Muhammad Ali: His Life and Times
- First edition
- Author: Thomas Hauser
- Language: English
- Genre: Biography
- Publisher: Simon & Schuster
- Publication date: 1991
- Publication place: United States
- Media type: Print
- Pages: 544 pp

= Muhammad Ali: His Life and Times =

Muhammad Ali: His Life and Times is a biography of the boxer Muhammad Ali, written in 1991 by Thomas Hauser. It won the William Hill Sports Book of the Year award in that year.

==Critical reception==
Entertainment Weekly called the book "lovingly compiled and exhaustively researched," writing that "it's a solid, respectful, drably written piece of work-in other words, it suggests none of the spontaneity and brashness that attracted us to Ali in the first place." Kirkus Reviews called it "a detailed, if hagiographic, account of Ali's public career and private life."

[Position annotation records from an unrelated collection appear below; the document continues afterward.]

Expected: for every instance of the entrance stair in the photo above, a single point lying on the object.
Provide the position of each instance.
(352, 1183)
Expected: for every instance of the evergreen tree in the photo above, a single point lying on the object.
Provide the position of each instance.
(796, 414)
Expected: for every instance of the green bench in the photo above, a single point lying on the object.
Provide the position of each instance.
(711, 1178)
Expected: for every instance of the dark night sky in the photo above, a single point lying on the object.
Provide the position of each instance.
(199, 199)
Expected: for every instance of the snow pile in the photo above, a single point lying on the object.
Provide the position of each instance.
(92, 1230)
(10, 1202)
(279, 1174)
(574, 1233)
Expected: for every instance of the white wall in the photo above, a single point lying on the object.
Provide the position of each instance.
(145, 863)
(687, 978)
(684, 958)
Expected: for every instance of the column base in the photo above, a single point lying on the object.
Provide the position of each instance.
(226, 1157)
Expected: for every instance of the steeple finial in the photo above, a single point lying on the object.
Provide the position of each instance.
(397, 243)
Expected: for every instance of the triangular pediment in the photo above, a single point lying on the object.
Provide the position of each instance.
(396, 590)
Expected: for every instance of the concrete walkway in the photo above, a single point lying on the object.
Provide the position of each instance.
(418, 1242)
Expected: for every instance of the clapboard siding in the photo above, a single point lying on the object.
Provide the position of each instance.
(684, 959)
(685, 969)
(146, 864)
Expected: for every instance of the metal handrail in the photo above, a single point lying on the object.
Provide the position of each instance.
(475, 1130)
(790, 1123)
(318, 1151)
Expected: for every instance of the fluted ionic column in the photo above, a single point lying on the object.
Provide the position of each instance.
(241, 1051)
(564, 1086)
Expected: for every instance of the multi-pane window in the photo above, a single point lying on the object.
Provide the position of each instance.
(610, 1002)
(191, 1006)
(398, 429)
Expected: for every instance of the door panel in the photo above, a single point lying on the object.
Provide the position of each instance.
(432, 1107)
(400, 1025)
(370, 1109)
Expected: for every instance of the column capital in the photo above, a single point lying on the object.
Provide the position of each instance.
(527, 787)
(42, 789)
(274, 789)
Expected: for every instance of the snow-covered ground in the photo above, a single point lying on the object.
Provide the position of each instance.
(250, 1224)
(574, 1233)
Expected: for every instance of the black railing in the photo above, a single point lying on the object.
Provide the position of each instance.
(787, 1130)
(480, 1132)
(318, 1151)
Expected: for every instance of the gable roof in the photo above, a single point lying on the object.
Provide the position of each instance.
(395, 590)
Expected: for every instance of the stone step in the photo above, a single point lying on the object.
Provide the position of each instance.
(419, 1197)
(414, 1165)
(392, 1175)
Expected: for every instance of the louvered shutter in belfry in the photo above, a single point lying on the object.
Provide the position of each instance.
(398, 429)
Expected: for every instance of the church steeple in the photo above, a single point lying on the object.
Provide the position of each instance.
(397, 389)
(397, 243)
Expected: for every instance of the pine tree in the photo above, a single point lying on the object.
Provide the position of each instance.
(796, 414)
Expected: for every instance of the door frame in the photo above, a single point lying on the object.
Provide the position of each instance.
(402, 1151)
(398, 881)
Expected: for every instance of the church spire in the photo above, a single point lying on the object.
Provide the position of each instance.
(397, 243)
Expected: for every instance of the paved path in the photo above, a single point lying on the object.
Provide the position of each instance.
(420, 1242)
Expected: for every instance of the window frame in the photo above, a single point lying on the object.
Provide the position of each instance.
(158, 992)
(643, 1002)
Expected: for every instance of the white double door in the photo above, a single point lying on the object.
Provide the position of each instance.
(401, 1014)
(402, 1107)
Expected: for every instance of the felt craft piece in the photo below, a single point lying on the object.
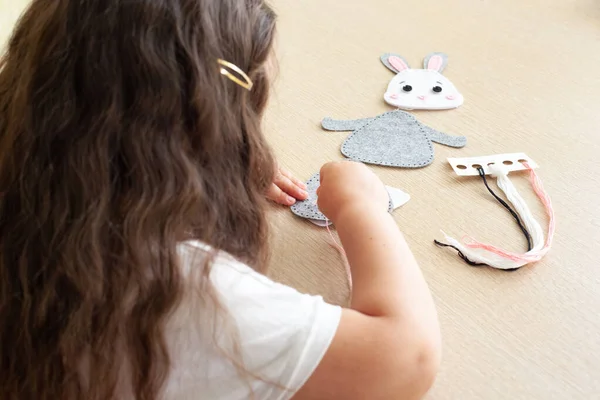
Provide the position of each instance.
(308, 208)
(421, 89)
(394, 139)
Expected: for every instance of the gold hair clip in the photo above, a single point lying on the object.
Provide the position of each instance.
(246, 83)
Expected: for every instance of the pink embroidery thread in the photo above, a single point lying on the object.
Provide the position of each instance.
(531, 256)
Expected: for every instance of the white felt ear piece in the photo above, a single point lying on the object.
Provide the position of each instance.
(394, 62)
(436, 62)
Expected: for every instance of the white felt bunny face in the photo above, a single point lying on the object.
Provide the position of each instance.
(421, 89)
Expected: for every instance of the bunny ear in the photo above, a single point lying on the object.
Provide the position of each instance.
(394, 62)
(436, 62)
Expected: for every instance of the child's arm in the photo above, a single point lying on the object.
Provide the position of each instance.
(388, 345)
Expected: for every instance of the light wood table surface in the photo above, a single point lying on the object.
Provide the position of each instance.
(530, 74)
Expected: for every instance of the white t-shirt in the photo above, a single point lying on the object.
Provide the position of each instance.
(278, 334)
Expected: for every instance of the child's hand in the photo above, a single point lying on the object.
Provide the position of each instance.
(349, 185)
(286, 189)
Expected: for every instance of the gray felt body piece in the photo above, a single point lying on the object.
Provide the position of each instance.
(394, 139)
(308, 208)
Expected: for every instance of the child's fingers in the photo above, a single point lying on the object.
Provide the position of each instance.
(290, 187)
(279, 196)
(296, 181)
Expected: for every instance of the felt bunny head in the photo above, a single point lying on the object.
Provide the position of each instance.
(421, 89)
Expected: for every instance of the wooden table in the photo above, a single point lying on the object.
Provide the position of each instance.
(530, 73)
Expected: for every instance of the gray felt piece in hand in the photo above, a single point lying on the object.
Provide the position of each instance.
(308, 208)
(393, 139)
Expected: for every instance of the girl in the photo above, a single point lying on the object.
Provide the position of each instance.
(133, 173)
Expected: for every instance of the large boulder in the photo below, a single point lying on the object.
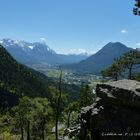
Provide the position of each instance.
(115, 115)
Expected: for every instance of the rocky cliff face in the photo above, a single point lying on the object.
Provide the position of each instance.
(116, 113)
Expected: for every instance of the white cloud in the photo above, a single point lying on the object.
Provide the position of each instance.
(77, 51)
(123, 31)
(43, 39)
(138, 44)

A review of the book in the Chicago Tribune states:
Thomas Hauser's oral history, Muhammad Ali, His Life and Times, is the most satisfying of the brace of excellent books already done on this seemingly inexhaustible subject. This book is a collage, a composite of thousands of bits and pieces of intimate knowledge, and observations and opinion from his intimate family, his cornermen (like Angelo Dundee, the late Budini Brown, Dr. Ferdie Pacheco) to opponents he demeaned, to Herbert Muhammad, the son of Elijah Muhammad, who managed Ali and served as mentor all the way through. You will find support for Herbert in this big grab-bag of a book, along with criticism of his handling of Ali's money and his allowing Ali to fight on into fistic old age.